Transport union RMT general secretary Mick Cash likewise accused the government of “employing a policy of divide and rule of private and public key workers.”

He said that the union had not ruled out industrial action. 

Dave Prentis, general secretary of public-sector union Unison, warned that pay “austerity” would sour relations with essential workers and would damage the economy in the long run by depriving people of disposable income.

Shadow chancellor Anneliese Dodds said that Mr Sunak’s announcement “takes a sledgehammer to consumer confidence.”

“Many key workers who willingly took on so much responsibility during this crisis are now being forced to tighten their belts,” she said.

Ms Dodds also contrasted the pay freeze with the “bonanza” paid to connected firms who won — then failed to deliver on — billions of pounds’ worth of government contracts during the pandemic.

Unions have also expressed serious concerns over the slashing of a proposed 5.6 per cent rise in the so-called national living wage (NLW).

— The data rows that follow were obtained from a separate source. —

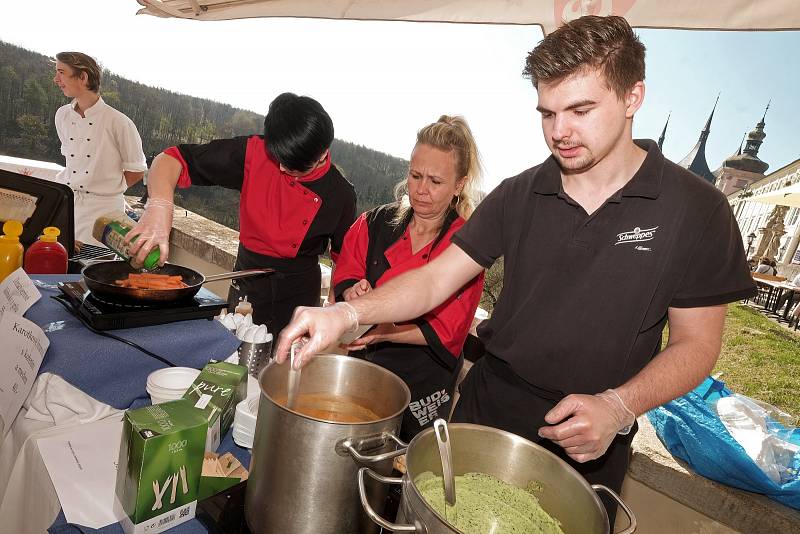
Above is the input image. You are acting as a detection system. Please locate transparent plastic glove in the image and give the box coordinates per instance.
[275,302,358,367]
[125,198,173,266]
[539,389,636,462]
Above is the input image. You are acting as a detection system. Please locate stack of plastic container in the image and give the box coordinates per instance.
[233,396,259,449]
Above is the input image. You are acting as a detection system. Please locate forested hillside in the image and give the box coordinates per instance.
[0,42,406,229]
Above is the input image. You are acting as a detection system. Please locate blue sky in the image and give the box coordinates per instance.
[634,30,800,180]
[0,0,800,190]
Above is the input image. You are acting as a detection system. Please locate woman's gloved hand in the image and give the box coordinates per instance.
[275,302,358,368]
[124,198,174,267]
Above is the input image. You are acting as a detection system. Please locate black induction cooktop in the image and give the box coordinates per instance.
[58,281,228,330]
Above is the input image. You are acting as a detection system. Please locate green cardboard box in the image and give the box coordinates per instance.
[183,362,247,452]
[116,399,208,534]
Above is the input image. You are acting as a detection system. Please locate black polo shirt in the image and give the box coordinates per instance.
[452,140,755,396]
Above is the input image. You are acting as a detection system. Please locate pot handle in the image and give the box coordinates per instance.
[336,432,408,463]
[592,484,636,534]
[358,467,418,532]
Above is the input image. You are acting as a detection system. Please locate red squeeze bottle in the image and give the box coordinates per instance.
[23,226,68,274]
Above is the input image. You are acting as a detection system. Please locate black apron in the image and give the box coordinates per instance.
[355,205,464,441]
[228,243,322,337]
[453,353,639,525]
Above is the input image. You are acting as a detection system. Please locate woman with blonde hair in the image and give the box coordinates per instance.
[334,115,483,439]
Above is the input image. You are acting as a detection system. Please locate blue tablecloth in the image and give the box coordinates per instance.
[25,275,250,534]
[30,275,239,409]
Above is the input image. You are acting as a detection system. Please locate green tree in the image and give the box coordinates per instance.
[17,114,47,158]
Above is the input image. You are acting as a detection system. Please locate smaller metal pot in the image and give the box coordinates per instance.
[358,423,636,534]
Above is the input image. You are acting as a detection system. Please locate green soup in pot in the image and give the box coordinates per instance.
[415,472,564,534]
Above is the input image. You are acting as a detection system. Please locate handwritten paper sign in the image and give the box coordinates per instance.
[0,267,42,316]
[0,312,50,436]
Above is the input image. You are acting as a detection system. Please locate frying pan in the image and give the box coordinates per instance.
[81,261,275,304]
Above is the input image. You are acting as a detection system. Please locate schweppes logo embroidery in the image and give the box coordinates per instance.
[614,226,658,246]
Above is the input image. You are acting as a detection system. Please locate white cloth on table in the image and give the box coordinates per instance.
[0,373,120,532]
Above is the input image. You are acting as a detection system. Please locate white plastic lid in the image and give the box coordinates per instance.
[147,367,200,392]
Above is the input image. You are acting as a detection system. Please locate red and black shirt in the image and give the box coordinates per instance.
[333,203,483,366]
[164,135,356,261]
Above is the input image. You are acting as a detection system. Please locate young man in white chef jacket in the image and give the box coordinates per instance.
[53,52,147,245]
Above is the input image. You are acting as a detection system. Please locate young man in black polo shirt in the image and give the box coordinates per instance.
[278,17,755,520]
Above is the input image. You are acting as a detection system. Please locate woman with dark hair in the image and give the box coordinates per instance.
[333,115,483,440]
[127,93,356,334]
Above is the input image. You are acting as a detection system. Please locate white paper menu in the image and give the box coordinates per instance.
[0,311,50,436]
[0,267,42,316]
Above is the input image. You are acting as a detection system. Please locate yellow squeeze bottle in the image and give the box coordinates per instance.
[0,220,25,282]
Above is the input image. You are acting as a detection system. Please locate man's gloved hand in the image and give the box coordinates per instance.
[342,278,372,300]
[539,389,636,462]
[275,302,358,368]
[124,198,173,266]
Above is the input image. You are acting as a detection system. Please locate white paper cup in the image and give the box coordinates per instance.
[145,367,200,404]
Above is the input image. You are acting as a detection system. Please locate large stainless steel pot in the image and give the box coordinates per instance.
[245,355,411,534]
[358,424,636,534]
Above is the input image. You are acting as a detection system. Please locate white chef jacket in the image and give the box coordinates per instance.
[55,98,147,244]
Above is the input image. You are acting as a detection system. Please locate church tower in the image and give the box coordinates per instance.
[678,95,719,184]
[714,103,769,196]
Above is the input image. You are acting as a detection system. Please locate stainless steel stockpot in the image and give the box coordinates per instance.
[358,423,636,534]
[245,354,411,534]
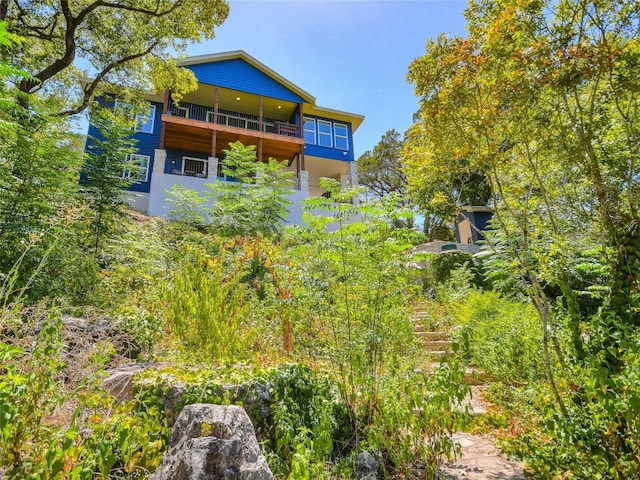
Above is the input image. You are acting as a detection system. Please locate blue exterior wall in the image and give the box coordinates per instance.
[164,148,209,173]
[185,58,304,103]
[80,98,162,193]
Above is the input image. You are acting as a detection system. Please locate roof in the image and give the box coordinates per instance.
[178,50,364,132]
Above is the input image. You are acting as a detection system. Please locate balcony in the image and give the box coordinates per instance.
[167,100,300,138]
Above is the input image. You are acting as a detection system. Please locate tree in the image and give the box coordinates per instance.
[82,106,140,257]
[357,130,407,198]
[408,0,640,478]
[0,0,229,116]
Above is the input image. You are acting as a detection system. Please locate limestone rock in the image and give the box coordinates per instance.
[150,403,273,480]
[356,451,378,480]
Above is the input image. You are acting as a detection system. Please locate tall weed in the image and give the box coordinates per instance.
[163,247,254,361]
[454,290,544,385]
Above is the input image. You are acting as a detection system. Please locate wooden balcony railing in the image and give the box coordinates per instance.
[167,100,300,137]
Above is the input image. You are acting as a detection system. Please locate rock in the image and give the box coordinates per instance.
[356,451,378,480]
[102,372,135,402]
[150,403,273,480]
[102,363,151,402]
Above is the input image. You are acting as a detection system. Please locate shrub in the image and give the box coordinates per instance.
[454,290,544,385]
[163,248,254,361]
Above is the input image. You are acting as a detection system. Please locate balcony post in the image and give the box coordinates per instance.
[159,90,169,149]
[298,170,309,194]
[213,85,219,123]
[207,157,218,178]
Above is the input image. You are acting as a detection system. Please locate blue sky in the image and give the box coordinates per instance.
[187,0,466,158]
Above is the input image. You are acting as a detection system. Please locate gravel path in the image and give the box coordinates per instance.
[440,432,527,480]
[439,386,527,480]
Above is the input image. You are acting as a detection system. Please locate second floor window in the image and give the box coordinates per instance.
[333,123,349,150]
[318,120,333,147]
[114,100,156,133]
[304,118,316,145]
[122,153,149,182]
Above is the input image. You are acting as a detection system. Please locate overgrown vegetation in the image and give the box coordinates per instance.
[0,0,640,479]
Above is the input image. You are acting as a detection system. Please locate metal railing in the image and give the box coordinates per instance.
[167,100,300,137]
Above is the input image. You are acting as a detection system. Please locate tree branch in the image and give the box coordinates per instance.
[56,42,158,117]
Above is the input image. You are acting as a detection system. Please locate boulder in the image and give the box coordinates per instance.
[150,403,273,480]
[356,451,378,480]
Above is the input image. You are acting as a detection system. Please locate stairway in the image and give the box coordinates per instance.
[411,308,488,386]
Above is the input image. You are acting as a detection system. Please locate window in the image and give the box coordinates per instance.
[122,153,149,182]
[333,123,349,150]
[318,120,333,147]
[114,100,156,133]
[182,157,209,178]
[304,117,316,145]
[136,105,156,133]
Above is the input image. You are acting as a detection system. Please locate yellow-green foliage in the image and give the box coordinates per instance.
[163,248,253,361]
[454,290,544,385]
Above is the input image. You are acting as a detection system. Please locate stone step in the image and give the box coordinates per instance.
[423,340,451,352]
[415,331,450,342]
[426,364,491,387]
[428,350,451,362]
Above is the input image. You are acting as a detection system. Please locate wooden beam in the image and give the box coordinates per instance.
[298,103,305,170]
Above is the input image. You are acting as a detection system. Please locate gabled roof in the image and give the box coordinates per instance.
[178,50,364,132]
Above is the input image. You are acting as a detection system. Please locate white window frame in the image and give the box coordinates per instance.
[122,153,151,183]
[318,119,333,148]
[302,117,318,145]
[181,157,209,178]
[136,105,156,134]
[333,123,349,150]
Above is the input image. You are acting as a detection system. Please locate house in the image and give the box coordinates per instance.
[84,51,364,224]
[455,205,493,245]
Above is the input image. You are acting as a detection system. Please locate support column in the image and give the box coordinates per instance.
[298,170,309,193]
[207,157,218,179]
[160,90,169,149]
[213,85,219,123]
[211,130,218,157]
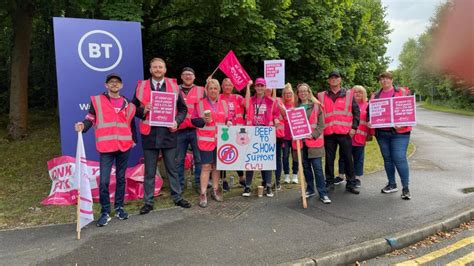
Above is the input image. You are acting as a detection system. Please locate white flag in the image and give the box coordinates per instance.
[73,132,94,228]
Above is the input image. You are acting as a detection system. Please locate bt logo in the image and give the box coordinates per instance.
[77,30,122,72]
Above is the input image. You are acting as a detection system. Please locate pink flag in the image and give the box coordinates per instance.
[219,50,251,91]
[73,132,94,228]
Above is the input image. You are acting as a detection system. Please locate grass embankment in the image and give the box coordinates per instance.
[0,111,413,229]
[421,102,474,116]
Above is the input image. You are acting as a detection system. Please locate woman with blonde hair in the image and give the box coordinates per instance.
[293,83,331,204]
[339,85,371,187]
[275,83,298,190]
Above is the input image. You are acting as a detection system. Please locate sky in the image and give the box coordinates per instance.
[382,0,446,70]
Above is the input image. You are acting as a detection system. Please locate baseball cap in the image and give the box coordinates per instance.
[328,70,341,78]
[255,78,267,86]
[105,73,122,83]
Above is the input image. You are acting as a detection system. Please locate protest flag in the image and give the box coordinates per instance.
[211,50,251,91]
[73,132,94,239]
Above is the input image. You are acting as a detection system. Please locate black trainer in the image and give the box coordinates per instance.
[380,184,398,194]
[402,187,411,200]
[334,176,344,185]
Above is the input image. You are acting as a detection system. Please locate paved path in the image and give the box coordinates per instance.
[0,108,474,265]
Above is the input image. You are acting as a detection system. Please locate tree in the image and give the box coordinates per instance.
[8,1,33,139]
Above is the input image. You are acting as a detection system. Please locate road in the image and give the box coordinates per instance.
[0,108,474,265]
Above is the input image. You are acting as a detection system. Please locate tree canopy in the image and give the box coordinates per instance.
[0,0,390,138]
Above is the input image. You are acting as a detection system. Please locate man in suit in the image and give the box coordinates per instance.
[132,58,191,214]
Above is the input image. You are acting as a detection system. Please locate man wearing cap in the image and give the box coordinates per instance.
[318,71,360,194]
[75,73,136,226]
[176,67,204,190]
[132,58,191,214]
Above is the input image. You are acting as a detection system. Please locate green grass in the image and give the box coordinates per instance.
[0,110,414,229]
[421,102,474,116]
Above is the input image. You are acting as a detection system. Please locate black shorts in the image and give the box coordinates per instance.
[199,148,217,164]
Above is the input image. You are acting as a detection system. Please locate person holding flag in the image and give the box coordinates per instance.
[75,73,136,226]
[191,79,232,208]
[242,78,280,198]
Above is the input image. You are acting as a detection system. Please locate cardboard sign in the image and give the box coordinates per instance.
[149,91,176,127]
[369,95,416,128]
[263,60,285,89]
[286,107,311,140]
[217,126,276,171]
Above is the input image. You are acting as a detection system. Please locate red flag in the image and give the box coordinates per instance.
[219,50,251,91]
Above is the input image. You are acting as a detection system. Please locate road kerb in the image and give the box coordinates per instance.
[280,208,474,265]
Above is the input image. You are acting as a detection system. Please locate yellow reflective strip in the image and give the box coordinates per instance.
[138,80,147,101]
[197,136,216,141]
[395,236,474,265]
[446,251,474,266]
[96,135,132,141]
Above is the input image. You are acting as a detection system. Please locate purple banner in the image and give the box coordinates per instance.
[53,18,143,165]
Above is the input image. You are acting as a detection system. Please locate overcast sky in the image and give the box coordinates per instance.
[382,0,446,70]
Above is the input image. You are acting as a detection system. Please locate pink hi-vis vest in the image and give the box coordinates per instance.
[195,97,228,151]
[370,87,412,134]
[219,94,245,126]
[291,103,324,149]
[91,94,136,153]
[352,102,369,146]
[318,90,353,135]
[135,78,179,135]
[178,85,204,129]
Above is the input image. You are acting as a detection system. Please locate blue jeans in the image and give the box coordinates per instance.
[338,146,365,176]
[245,170,272,187]
[176,128,201,190]
[99,150,130,213]
[301,145,328,198]
[375,130,410,188]
[275,138,298,185]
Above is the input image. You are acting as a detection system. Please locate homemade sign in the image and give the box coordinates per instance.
[150,91,176,127]
[217,126,276,171]
[369,95,416,128]
[286,107,311,140]
[263,60,285,89]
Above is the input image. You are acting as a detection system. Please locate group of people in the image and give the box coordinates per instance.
[75,58,411,226]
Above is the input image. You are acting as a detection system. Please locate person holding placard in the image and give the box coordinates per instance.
[191,79,232,208]
[275,83,298,187]
[292,83,331,204]
[74,73,137,226]
[219,78,245,191]
[318,71,360,194]
[371,72,412,200]
[339,85,372,187]
[242,78,280,198]
[132,58,191,214]
[176,67,204,190]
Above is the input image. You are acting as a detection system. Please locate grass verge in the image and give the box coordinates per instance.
[0,110,414,229]
[421,102,474,116]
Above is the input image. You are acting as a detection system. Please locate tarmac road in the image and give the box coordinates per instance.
[0,108,474,265]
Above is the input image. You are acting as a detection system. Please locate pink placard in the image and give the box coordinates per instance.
[392,96,416,126]
[369,98,393,128]
[150,91,176,127]
[286,107,311,140]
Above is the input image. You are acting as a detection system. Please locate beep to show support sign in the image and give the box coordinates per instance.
[369,95,416,128]
[217,126,276,170]
[53,18,143,164]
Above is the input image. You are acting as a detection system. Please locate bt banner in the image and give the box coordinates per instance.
[53,17,143,165]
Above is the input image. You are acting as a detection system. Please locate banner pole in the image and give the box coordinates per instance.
[209,66,219,78]
[76,189,81,240]
[296,140,308,209]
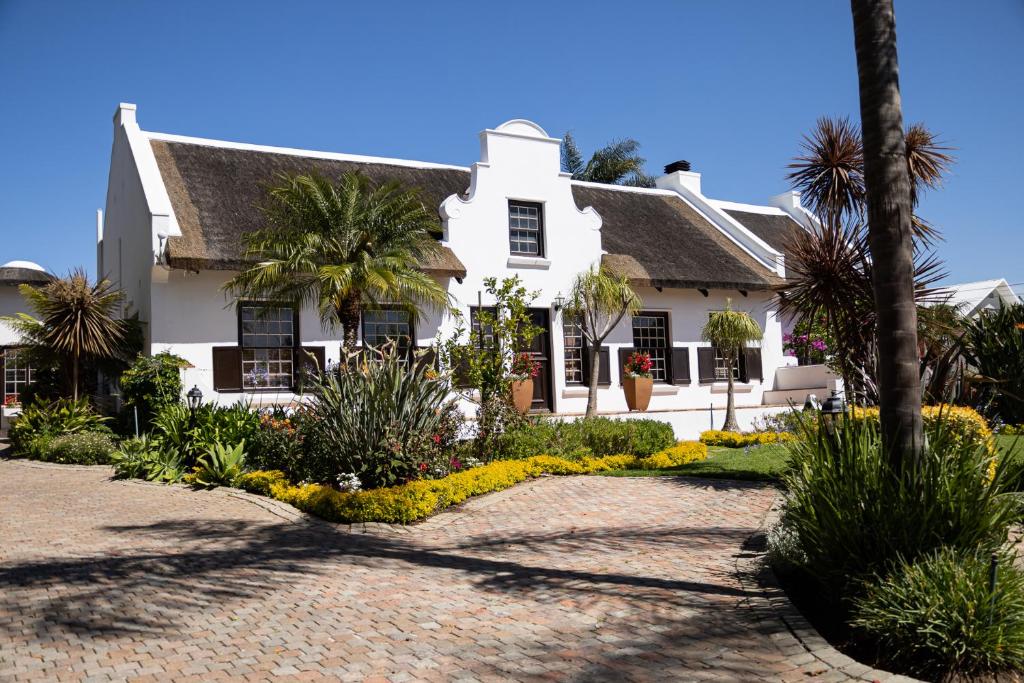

Mr Sunak confirmed that the wage — a rebranded national minimum wage for all over-25s — will increase by 2.2 per cent to £8.91 an hour from April 2021. It will also be extended to 23 and 24-year-olds for the first time. 

But the wage had previously been expected to increase to as much as £9.21, as was recommended by the Low Pay Commission. 

Retail workers’ union Usdaw pointed out that the increase does not meet its long-standing call for a £10-an-hour minimum wage.

General secretary Paddy Lillis said the reduction of the qualifying age for NLW to 23 is a step in the right direction, but he was “disappointed” that “rip-off” lower pay rates for people aged under 23 will continue.

He also reiterated his call for the temporary £20-a-week increase in universal credit, introduced at the start of the pandemic, to be extended past next April.